Questo lunedì Piazza Mentana è stata sede del 72° presidio che in questa occasione ha raccontato la guerra in Palestina tramite le testimonianze della fotografa Roberta Micagli e Karim Hamarneh, presidente della associazione Liguria-Palestina. L’iniziativa organizzata insieme alla rete spezzina Pace e Disarmo, Cgil La Spezia, AssoPace Palestina e l’associazione culturale Liguria-Palestina ha toccato un tema di cui si parla troppo poco e spesso male, probabilmente a causa della sua complessità geopolitica mondiale, ma che oggi è stato affrontato in modo semplice e chiaro, occasione in cui si è ribadito il ruolo fondamentale che giocano le singole città all’interno di un vortice politico universale.
“Anche le città possono fare qualche cosa – ha spiegato Giorgio Pagano - nel 2005 La Spezia fece un protocollo d’intesa con la città israeliana di Haifa e la città palestinese di Jenin, in vista di un gemellaggio tra le tre città, il cui obiettivo politico era quello di proporre una soluzione duratura per la pace, la sicurezza umana e la giustizia, sia per la Palestina che per Israele. La pace si raggiunge così, facendo dialogare le persone, le associazioni della società civile, le città di Israele e Palestina. Prima di arrivare ai governi ci sono le persone, le città e i governi locali”.
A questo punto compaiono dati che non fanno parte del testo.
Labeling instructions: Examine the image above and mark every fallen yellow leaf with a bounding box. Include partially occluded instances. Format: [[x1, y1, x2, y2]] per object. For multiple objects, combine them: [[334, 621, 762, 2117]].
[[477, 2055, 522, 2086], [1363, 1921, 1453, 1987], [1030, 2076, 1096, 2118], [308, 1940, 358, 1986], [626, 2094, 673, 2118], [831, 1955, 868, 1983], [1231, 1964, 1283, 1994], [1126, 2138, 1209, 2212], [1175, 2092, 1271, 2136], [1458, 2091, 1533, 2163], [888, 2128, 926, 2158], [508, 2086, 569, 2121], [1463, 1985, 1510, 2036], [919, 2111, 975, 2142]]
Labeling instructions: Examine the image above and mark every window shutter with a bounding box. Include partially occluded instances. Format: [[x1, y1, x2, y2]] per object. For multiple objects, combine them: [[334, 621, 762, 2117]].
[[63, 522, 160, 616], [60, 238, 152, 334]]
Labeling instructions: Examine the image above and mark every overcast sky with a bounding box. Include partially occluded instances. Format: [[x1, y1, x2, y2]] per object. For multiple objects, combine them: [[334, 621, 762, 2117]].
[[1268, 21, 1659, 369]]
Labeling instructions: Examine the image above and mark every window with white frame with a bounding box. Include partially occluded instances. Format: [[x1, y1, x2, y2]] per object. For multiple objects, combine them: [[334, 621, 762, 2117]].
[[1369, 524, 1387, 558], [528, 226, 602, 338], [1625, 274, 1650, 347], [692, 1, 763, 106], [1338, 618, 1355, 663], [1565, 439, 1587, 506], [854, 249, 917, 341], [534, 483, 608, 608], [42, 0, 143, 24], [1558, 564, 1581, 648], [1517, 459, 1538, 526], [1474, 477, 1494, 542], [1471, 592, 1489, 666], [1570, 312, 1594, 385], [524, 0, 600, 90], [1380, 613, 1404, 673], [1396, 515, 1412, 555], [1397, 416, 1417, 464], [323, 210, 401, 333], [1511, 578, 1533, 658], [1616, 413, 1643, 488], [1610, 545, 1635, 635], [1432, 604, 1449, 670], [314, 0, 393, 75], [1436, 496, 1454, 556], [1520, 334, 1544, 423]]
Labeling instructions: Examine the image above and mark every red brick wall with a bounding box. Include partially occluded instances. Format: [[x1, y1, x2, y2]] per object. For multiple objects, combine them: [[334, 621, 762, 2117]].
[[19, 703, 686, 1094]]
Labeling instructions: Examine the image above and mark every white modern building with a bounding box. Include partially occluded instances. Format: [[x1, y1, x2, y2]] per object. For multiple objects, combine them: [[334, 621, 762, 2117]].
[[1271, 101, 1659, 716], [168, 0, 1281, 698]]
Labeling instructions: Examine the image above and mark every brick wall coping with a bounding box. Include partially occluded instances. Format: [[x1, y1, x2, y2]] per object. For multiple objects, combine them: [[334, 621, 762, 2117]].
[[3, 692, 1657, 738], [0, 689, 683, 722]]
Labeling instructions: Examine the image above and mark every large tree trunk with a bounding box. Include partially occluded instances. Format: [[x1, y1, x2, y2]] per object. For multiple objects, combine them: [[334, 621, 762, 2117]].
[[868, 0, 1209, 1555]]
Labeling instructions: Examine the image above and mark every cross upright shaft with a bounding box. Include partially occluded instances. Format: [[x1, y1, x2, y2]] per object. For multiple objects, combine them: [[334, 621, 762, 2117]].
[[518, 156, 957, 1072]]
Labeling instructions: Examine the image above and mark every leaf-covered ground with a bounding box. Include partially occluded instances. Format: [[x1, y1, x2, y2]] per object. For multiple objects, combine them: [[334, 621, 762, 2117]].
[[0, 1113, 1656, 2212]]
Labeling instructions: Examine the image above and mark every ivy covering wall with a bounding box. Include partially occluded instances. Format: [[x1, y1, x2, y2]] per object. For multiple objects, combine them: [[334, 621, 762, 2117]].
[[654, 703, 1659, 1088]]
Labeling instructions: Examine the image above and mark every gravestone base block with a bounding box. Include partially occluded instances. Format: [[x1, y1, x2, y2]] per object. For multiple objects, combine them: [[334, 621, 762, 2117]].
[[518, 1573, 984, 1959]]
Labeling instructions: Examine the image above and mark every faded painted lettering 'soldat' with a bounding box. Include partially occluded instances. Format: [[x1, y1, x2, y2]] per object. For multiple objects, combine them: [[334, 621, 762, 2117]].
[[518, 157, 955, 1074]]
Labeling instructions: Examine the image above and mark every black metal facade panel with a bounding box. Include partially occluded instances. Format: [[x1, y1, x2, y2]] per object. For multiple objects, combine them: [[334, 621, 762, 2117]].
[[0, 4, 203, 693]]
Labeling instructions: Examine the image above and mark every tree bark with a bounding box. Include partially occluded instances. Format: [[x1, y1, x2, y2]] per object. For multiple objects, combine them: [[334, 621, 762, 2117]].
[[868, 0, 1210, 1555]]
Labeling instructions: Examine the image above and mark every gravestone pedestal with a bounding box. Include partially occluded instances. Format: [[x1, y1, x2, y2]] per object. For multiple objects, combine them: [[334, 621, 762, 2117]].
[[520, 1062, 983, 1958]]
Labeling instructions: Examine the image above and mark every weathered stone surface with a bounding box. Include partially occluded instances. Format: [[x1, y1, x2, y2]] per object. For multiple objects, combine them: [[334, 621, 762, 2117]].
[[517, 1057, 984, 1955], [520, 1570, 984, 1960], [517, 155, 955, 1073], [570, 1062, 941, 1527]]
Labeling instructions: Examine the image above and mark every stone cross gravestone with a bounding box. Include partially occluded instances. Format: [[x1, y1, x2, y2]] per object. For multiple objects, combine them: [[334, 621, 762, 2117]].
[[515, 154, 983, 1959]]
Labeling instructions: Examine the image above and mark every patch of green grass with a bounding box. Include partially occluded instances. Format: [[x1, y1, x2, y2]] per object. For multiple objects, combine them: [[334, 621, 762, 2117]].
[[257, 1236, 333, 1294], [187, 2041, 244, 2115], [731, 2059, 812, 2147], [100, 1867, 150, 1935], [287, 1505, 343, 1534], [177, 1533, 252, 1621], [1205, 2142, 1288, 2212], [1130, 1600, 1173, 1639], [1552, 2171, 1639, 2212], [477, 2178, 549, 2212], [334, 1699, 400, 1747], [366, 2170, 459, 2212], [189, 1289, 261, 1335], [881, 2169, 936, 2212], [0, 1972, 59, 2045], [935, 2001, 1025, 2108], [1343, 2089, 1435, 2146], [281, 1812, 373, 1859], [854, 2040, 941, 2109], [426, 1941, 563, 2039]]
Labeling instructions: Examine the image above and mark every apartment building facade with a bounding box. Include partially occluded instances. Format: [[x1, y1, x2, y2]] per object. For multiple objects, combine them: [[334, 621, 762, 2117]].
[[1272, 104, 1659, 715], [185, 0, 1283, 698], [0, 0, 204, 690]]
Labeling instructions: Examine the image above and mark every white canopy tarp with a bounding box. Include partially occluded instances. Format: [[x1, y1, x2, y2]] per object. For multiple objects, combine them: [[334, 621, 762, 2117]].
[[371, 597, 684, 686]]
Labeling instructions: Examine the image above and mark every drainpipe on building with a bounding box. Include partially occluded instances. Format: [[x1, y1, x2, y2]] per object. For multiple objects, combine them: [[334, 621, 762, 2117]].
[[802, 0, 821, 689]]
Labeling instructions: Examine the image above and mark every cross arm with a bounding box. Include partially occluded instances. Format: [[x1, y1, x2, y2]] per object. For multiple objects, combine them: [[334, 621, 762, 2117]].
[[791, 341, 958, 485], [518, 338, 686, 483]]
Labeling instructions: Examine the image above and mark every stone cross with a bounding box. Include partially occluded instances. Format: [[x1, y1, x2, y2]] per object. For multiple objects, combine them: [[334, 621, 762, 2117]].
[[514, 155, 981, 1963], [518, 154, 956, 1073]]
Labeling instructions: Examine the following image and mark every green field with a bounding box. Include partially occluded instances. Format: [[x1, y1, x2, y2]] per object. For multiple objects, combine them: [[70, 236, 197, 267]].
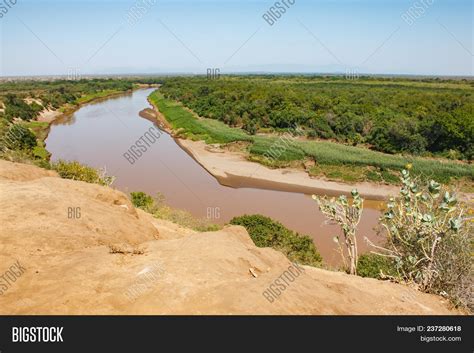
[[149, 91, 252, 144]]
“Una situazione quanto mai drammatica di cui non si intravede una via d’uscita – ha dichiarato Luca Comiti, segretario generale Cgil La Spezia – un tema troppe volte dimenticato quello di un territorio martoriato da una guerra che giorno per giorno si aggrava sempre di più. Nell’ultimo periodo si ha notizia dell’uccisione di tantissimi giovani che cercano di ricostruire quella resistenza armata necessaria per combattere la condizione di sopruso, certificata anche da Amnesty International – continua - Stasera chiediamo un contributo per porre al centro un tema che viene dimenticato, che va affrontato anche con il dialogo tra popoli e associazioni”.
Quello della Palestina non è soltanto un conflitto, ma un piano di pulizia etnica studiato a tavolino e messo in atto dallo stato sionista di Israele, ormai certificato da numerosi studi e testimonianze. Era il 10 marzo 1948 quando alla Casa Rossa dell’antica Tel Aviv, un gruppo di undici uomini, dirigenti sionisti veterani insieme a giovani ufficiali militari diedero il tocco finale al piano di Pulizia Etnica della Palestina.
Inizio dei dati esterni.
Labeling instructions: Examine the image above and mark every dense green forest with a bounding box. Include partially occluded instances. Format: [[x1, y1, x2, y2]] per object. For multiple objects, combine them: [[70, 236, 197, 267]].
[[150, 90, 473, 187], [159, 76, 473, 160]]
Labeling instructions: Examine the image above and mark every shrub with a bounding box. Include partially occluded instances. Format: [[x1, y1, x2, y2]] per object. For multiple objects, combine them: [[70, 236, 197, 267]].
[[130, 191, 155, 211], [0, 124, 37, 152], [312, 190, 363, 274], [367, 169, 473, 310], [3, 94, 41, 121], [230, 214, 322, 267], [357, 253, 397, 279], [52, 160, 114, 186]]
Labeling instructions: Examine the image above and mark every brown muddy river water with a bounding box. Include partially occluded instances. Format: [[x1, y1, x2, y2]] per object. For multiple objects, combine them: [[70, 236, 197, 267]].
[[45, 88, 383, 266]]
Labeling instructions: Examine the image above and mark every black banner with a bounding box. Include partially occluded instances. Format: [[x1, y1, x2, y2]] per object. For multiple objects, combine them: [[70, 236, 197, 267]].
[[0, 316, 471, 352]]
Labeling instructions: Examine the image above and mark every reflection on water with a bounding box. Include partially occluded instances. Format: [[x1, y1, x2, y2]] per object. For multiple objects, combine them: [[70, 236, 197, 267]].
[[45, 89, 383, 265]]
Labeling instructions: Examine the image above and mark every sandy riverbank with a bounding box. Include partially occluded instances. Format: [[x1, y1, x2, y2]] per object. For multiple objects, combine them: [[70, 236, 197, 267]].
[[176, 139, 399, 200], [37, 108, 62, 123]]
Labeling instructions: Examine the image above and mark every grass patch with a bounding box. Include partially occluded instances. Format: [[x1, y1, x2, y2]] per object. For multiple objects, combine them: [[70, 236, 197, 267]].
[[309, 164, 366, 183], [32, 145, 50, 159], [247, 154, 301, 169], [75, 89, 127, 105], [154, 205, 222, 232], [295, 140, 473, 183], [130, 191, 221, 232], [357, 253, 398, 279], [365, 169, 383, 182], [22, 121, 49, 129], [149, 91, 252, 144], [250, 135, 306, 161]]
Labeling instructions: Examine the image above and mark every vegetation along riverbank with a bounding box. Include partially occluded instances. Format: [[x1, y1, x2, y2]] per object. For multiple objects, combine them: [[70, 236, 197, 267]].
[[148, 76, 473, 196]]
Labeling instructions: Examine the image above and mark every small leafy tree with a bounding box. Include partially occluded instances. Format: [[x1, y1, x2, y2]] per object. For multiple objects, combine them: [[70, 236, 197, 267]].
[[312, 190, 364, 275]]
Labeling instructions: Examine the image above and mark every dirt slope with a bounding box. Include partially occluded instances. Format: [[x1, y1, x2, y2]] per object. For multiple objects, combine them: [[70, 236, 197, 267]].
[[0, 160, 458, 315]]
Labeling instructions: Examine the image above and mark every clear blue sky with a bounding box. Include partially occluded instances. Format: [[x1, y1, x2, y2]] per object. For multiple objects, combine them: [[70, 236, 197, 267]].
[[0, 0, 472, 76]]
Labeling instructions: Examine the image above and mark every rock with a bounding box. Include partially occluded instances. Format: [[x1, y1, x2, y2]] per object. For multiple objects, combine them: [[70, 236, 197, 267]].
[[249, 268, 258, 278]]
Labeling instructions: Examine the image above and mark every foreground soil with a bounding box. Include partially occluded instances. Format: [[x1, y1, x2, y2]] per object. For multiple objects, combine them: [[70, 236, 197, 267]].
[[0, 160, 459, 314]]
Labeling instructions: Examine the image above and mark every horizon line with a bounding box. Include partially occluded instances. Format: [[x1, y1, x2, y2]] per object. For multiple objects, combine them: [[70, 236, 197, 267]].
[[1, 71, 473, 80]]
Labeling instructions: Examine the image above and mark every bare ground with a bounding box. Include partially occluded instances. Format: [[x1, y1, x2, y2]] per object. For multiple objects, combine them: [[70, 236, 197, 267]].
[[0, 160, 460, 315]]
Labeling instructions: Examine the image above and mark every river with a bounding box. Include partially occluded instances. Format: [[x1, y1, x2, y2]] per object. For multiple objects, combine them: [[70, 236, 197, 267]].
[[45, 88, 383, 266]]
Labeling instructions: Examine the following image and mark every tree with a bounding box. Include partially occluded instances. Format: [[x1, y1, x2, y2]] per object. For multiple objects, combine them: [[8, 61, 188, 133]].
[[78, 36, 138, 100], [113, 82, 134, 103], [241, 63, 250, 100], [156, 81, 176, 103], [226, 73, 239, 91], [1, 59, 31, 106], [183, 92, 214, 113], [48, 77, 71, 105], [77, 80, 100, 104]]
“Per gli ebrei era l’Olocausto, per i palestinesi è la Nakba - (termine che fu utilizzato dai sionisti per controbilanciare il peso morale dell’Olocausto ebraico, la Shoah) ha spiegato la fotografa Roberta Micagli, che dal 2016 al 2019 ha vissuto a periodi intermittenti insieme ad una famiglia palestinese all’interno di un campo profughi sito in Libano – Sono qui per portare la voce degli invisibili palestinesi dimenticati dai media e dal mondo intero, affinché Israele possa continuare a perpetuare il regime di apartheid”.
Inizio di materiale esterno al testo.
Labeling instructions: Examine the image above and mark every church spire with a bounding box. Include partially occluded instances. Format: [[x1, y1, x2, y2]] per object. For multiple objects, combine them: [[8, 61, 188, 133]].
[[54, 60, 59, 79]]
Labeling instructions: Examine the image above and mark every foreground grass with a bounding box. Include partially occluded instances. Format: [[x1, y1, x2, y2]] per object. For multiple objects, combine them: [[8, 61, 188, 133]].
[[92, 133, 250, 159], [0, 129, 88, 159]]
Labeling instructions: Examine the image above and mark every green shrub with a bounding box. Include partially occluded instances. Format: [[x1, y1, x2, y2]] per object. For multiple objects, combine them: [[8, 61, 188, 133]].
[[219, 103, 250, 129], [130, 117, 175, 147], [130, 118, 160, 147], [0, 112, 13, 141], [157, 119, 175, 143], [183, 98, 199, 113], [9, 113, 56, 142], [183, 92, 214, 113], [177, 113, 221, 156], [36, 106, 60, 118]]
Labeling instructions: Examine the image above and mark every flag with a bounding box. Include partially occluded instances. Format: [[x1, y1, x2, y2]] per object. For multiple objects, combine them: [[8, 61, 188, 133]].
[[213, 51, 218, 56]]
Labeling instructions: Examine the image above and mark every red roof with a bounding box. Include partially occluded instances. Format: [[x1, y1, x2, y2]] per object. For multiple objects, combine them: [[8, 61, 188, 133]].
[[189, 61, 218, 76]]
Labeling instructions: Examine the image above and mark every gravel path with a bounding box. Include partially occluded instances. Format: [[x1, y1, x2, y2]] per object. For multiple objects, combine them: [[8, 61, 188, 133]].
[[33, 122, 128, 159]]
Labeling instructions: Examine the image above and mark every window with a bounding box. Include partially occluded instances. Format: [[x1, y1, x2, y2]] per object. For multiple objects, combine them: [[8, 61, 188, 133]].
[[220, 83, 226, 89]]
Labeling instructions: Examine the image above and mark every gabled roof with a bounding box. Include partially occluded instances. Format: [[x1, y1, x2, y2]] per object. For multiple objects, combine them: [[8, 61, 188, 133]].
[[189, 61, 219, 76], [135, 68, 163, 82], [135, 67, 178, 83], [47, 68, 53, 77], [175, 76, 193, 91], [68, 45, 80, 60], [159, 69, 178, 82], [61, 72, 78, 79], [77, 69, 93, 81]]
Quella sera stessa alle unità sul campo vennero trasmessi gli ordini di effettuare i preparativi per la sistematica espulsione dei palestinesi da vaste aree del territorio. Gli ordini erano accompagnati da una descrizione specifica dei metodi da utilizzare per l’espulsione dei palestinesi, una serie di intimidazioni, incendi di case, campi e proprietà, demolizioni e collocazioni di mine tra le macerie per impedire agli abitanti di farvi ritorno.
Il Piano Dalet, in ebraico, era il nome della missione militare che avrebbe determinato il destino dei palestinesi ma che venne raccontata al mondo per decenni come un abbandono volontario delle terre da parte dei palestinesi. Da quel giorno il destino della Palestina cambiò per sempre, ristabilendo un ordine mondiale definito politicamente, a cui si tentò di porre rimedio con gli accordi di Oslo di trent’anni fa, che avrebbero dovuto avviare un processo di pace tra i due paesi, una situazione ad oggi ancora bloccata.
Karim Hamarneh, presidente della associazione Liguria-Palestina, nato a Betlemme, ha conosciuto bene ciò di cui si è parlato oggi, “la nostra associazione culturale cerca di far conoscere la nostra cultura e tradizioni, il nostro modo di vivere al mondo perché per noi la cultura è una forma di resistenza, a cui possiamo aggrapparci. Fuori dal nostro paese, il nostro popolo non ha a disposizione altro”. Ricordando la situazione dei prigioni palestinesi, ragazzi e ragazze non ancora maggiorenni, bambini e bambine che vengono deportati e che subiscono ogni giorno svariate forme di violenze senza motivo. “La Palestina non è un popolo per la violenza, ma un popolo sottoposto alla violenza coloniale che tenta di rispondere”.